Posted originally on February 2, 2015 by Neil
This series of posts is the most comprehensive I have done on family history. I am doing them backwards here so that in due course they will appear sequentially.
I have shown you this item before: “SWAN SONG” OF MR. T. D. WHITFIELD. Here is about half of it:

For more on the great fire of 1899 see Kiama Library.
In the early hours of Sunday morning, 1st October, 1899, a fire broke out that was to be the most extensive and destructive fire that had ever visited the township of Kiama and would change the face of Terralong Street forever.
The fire started in Wood Brothers general store and within minutes the place was ablaze. With the help of a strong southerly breeze, the fire soon spread to adjoining buildings and according to William H Bayley, author of Bluehaven: History of Kiama Municipality, “half the block of shops fronting Terralong Street from Collins Street towards Shoalhaven Street caught fire at 2 a.m. and was destroyed soon after dawn.”…
Fortunately there was no loss of life but 12 families were left homeless. Sixteen shops and the Royal Hotel were destroyed. Business people reopened businesses in sheds and all types of rooms and premises in other locations whilst their stores were rebuilt in brick….
I had noted the work my grandfather T D Whitfield did repairing Tory’s Hotel, which still stands. What escaped my notice is that it seems my grandfather built the Mount Kembla Hotel – now the oldest weatherboard hotel in the Illawarra (1898).
NOTE 30 Jan 2021: Been meaning to update this — rather than “built” it should be, I think, “painted and repaired” in the 1890s.

then

2010 – with Sirdan
See Sunday lunch–Mount Kembla Hotel (2010) and First Sunday out of cardiac ward: Mount Kembla Pub (2011). I then had no idea of my grandfather’s connection with the place. UPDATE: Built 1887, opened 1898. T D is ambiguous: he may have built it, or he may (presumably later) have “painted and repaired” as he did the Freemasons, which used to be on the corner of Crown and Keira Streets.
Finally from that rich memoir T D Whitfield left in the year of my birth, consider what he did at Bass Point for G L Fuller.

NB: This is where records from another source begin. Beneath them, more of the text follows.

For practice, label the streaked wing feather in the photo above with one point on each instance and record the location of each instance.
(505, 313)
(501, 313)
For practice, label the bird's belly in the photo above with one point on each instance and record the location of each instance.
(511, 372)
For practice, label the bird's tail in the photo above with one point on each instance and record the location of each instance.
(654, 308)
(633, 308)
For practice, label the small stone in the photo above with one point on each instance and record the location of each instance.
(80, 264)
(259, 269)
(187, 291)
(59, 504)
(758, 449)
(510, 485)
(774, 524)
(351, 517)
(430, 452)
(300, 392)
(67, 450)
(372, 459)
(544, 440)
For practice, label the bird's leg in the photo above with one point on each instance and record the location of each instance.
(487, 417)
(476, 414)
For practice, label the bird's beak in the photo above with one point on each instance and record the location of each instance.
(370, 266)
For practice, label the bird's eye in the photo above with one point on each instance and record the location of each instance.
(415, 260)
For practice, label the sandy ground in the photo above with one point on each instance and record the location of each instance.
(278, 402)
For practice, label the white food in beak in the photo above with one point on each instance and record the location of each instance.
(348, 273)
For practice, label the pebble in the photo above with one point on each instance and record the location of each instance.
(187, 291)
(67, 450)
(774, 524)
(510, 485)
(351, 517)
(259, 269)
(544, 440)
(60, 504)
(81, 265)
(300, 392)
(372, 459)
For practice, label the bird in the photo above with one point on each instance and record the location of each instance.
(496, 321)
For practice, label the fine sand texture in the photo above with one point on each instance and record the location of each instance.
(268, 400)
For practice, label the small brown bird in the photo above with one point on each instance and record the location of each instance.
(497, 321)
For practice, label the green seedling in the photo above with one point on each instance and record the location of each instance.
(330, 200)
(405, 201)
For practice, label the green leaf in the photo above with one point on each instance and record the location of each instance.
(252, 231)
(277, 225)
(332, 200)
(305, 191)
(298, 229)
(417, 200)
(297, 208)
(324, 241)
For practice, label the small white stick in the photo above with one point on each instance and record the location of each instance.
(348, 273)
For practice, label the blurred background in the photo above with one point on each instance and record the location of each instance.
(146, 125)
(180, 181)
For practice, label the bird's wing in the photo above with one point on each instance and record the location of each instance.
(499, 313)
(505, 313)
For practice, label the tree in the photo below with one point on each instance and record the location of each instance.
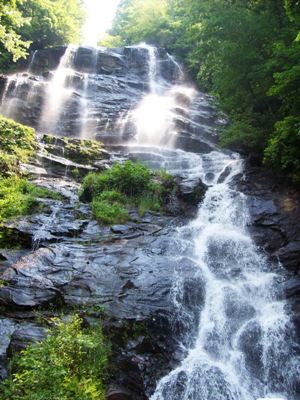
(11, 19)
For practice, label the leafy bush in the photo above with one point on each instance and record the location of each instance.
(149, 201)
(283, 149)
(70, 364)
(16, 139)
(113, 196)
(9, 164)
(129, 178)
(19, 197)
(124, 185)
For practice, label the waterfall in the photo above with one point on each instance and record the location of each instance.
(88, 123)
(155, 116)
(57, 94)
(245, 343)
(244, 346)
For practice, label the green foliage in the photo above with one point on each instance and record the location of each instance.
(9, 165)
(142, 20)
(148, 201)
(111, 41)
(129, 178)
(130, 184)
(52, 22)
(245, 53)
(108, 212)
(113, 196)
(70, 364)
(19, 197)
(11, 20)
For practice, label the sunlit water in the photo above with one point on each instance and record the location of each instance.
(57, 92)
(244, 347)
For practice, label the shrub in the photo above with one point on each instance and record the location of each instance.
(129, 178)
(17, 139)
(283, 149)
(9, 165)
(19, 197)
(70, 364)
(113, 196)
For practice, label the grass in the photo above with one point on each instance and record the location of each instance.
(114, 191)
(19, 197)
(16, 139)
(70, 364)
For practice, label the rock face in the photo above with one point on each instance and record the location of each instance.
(99, 89)
(274, 209)
(138, 277)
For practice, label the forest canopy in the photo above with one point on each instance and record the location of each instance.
(31, 24)
(246, 53)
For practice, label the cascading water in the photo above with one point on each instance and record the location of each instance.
(154, 117)
(57, 92)
(245, 345)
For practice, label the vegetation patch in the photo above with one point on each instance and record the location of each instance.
(114, 191)
(70, 364)
(79, 151)
(19, 197)
(17, 143)
(16, 139)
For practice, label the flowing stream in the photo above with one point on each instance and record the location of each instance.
(244, 345)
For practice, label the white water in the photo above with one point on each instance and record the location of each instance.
(155, 116)
(245, 346)
(57, 92)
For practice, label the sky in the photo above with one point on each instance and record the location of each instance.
(100, 14)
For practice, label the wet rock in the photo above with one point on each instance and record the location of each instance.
(121, 229)
(25, 283)
(3, 82)
(292, 287)
(118, 393)
(25, 335)
(192, 191)
(289, 255)
(274, 215)
(251, 345)
(7, 327)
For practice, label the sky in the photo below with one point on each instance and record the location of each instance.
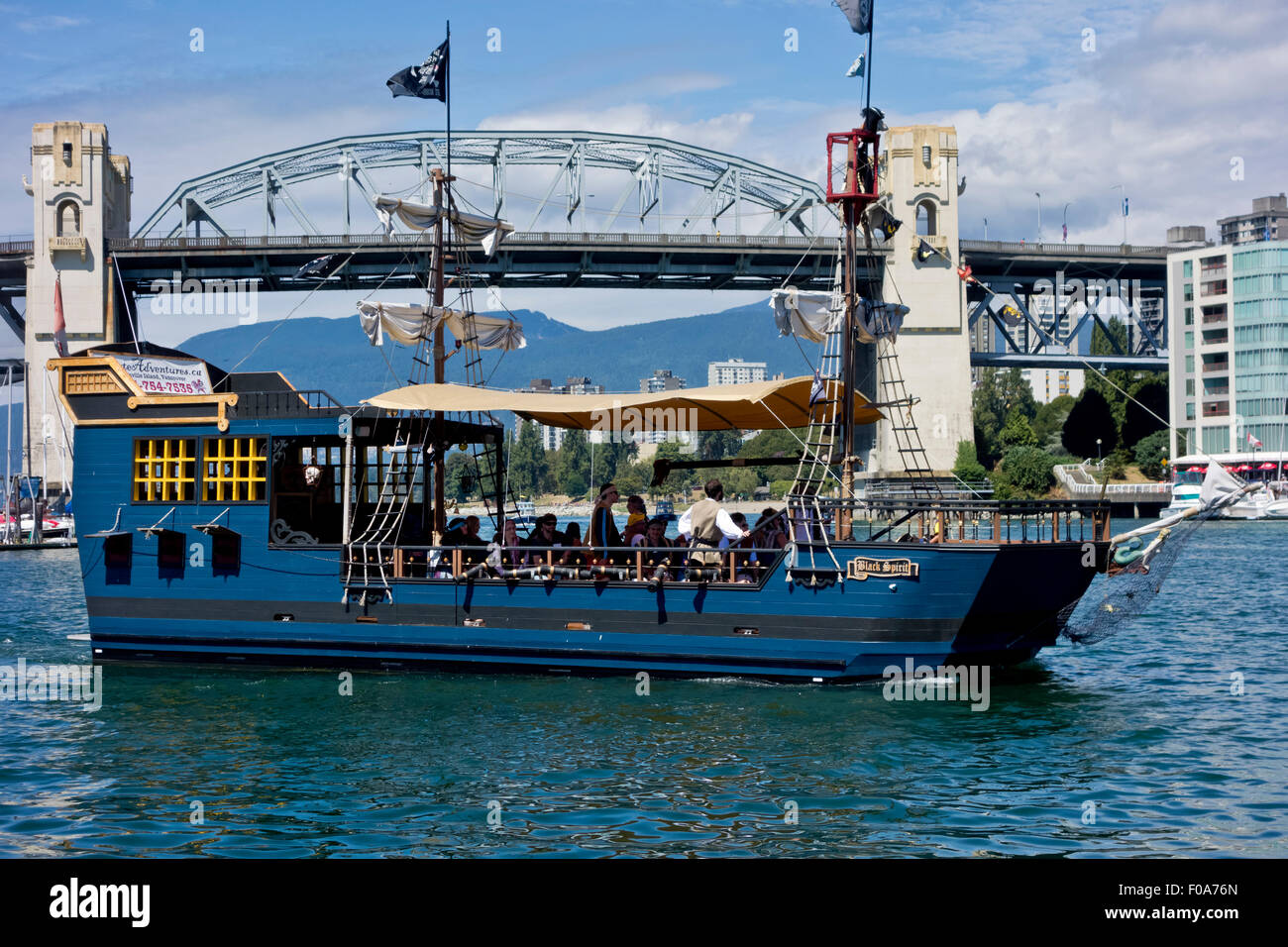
(1180, 103)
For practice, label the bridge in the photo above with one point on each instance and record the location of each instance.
(682, 217)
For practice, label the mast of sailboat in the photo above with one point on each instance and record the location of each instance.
(842, 521)
(442, 187)
(439, 356)
(849, 208)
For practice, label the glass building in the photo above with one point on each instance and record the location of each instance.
(1229, 347)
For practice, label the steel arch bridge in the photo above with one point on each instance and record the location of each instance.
(703, 188)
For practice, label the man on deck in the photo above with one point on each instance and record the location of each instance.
(603, 528)
(704, 523)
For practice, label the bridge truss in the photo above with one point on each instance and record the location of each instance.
(703, 189)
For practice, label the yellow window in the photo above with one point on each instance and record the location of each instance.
(236, 470)
(165, 470)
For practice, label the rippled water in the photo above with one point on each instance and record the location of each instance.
(1142, 724)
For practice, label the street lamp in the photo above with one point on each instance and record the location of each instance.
(1122, 208)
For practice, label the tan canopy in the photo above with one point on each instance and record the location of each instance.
(752, 406)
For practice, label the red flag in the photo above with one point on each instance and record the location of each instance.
(59, 322)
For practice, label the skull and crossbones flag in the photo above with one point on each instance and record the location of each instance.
(424, 81)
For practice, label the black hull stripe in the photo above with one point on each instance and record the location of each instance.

SS Dunmore and Bass Point Jetty
About this time, Mr. Fuller started large-scale reconstruction work at the quarry at Point Bass. I went there and erected the buildings, including an elevator to take the spawls back to be reduced. While I was on the job, a large sea washed about forty feet out of the centre of the jetty, so I undertook this job,which I consider was the most difficult I have ever done. The jetty was about ten feet wide, and about fifteen feet above the sea. I got a forty foot oregon girder and secured it crosswise to the land end of the broken part to tie guy ropes to, which supported the derrick pole. The latter had to lean over twenty feet to put the piles in place, also to lift the girders across to join the two. parts once more. I was congratulated on my ingenuity in this by the captain of the “Dunmore.” About the time that I finished the jetty, the foundation of the big hopper gave way, with about five hundred tons of metal in it. I raised it up to its original place with a number of hydraulic jacks, estimated to lift about fifty tons each. I gradually worked these a little at a time till I had it high enough to put fresh foundations, girders and piles, after which I gradually lowered it to the new system. It was a difficult and dangerous job, but it was accomplished, without accident; in fact, all through my career I was not instrumental in injuring anyone. After I left Mr. G. L. Fuller’s jobs, I did a lot of work for his sons, Mr. Archie Fuller, Dunmore, and Mr.Bryan Fuller, barrister, Sydney. When I had left the quarry work,the Shellharbour Council called tenders for a new jetty at Shellharbour…
For more on Bass Point see NSW Environment Heritage.
By the 1840s, the colony was experiencing an economic depression and the large landholdings in the region were soon subdivided into smaller tenant farms. Provided rent-free for periods of up to six years, the land was leased to families for the purpose of clearing native vegetation and cultivating crops. Wheat and maize were popular early crops but soon proved to be susceptible to rust and ultimately financially unprofitable for the farmers. By the second half of the nineteenth century however, the dairy industry had been established and was proving to be a successful business for the small landholders in the region.
During this period, 2560 acres of Peterborough Estate (including Bass Point) had been sold by the Wentworth family to George Laurence Fuller who named the property ‘Dunmore Estate’. By 1880, Fuller had negotiated a mining venture and established a basalt ‘blue gold’ quarry to the south of Bass Point including the construction of a new 480-foot jetty to ship the quarried metal. Although the enterprise collapsed within two years, Fuller resumed operations as the proprietor and manager and, by 1890, business was booming. To support the industry, Fuller soon improved and extended the jetty to 500 feet and commissioned the construction of the SS Dunmore to transport the crushed basalt from Bass Point to the markets of Sydney.